Sound transboundary watershed management is built on seamless and comprehensive hydrographic data (i.e., stream network, basin delineation, elevation datum, physical features) for the geography within the basin. Canada and the U.S. developed their own data sets using different methodologies and interpretations and data formatting and naming conventions. Data sets were truncated (or ended) at the international border. This made it nearly impossible to conduct a comprehensive basin-wide hydrological or hydraulic analysis for shared basins. Reconciling these data sets to produce one seamless data set for a transboundary basin is an arduous and time-consuming effort involving multiple jurisdictions. The Commission decided to take on this challenge as one of its first strategic IWI priorities.
In 2013, in partnership with federal, provincial and state agencies in Canada and the U.S., the task force completed a seamless geospatial data set for each transboundary basin to provide a consistent view of drainage basins along the international border.

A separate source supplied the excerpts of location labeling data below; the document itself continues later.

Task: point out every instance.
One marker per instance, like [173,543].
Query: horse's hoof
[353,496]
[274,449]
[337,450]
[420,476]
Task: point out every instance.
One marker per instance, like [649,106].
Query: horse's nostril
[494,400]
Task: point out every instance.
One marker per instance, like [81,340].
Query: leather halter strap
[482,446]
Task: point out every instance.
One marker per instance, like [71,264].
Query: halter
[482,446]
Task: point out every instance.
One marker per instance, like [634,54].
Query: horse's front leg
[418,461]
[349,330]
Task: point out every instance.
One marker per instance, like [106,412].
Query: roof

These uninterrupted data have already begun to make it easier for agencies in the two countries to solve complex water issues that require a thorough understanding of hydrography on both sides of the international border.
These seamless geospatial data will serve a myriad of applications. They will be used to underpin hydraulic, hydrological and water quality models to address a broad range of environmental issues, including, for example, water regulation, water apportionment, flood prediction and delineation, determination of in-stream flow requirements for aquatic life, and nutrient loading.
The harmonization work is a vivid demonstration of how the IWI provides essential data and information that agencies require in order to better fulfill their missions. Moving forward, the Commission is fostering the stewardship of this valuable data set. This task is fundamental to the IJC’s vision that essential water data are harmonized and available in the transboundary basins.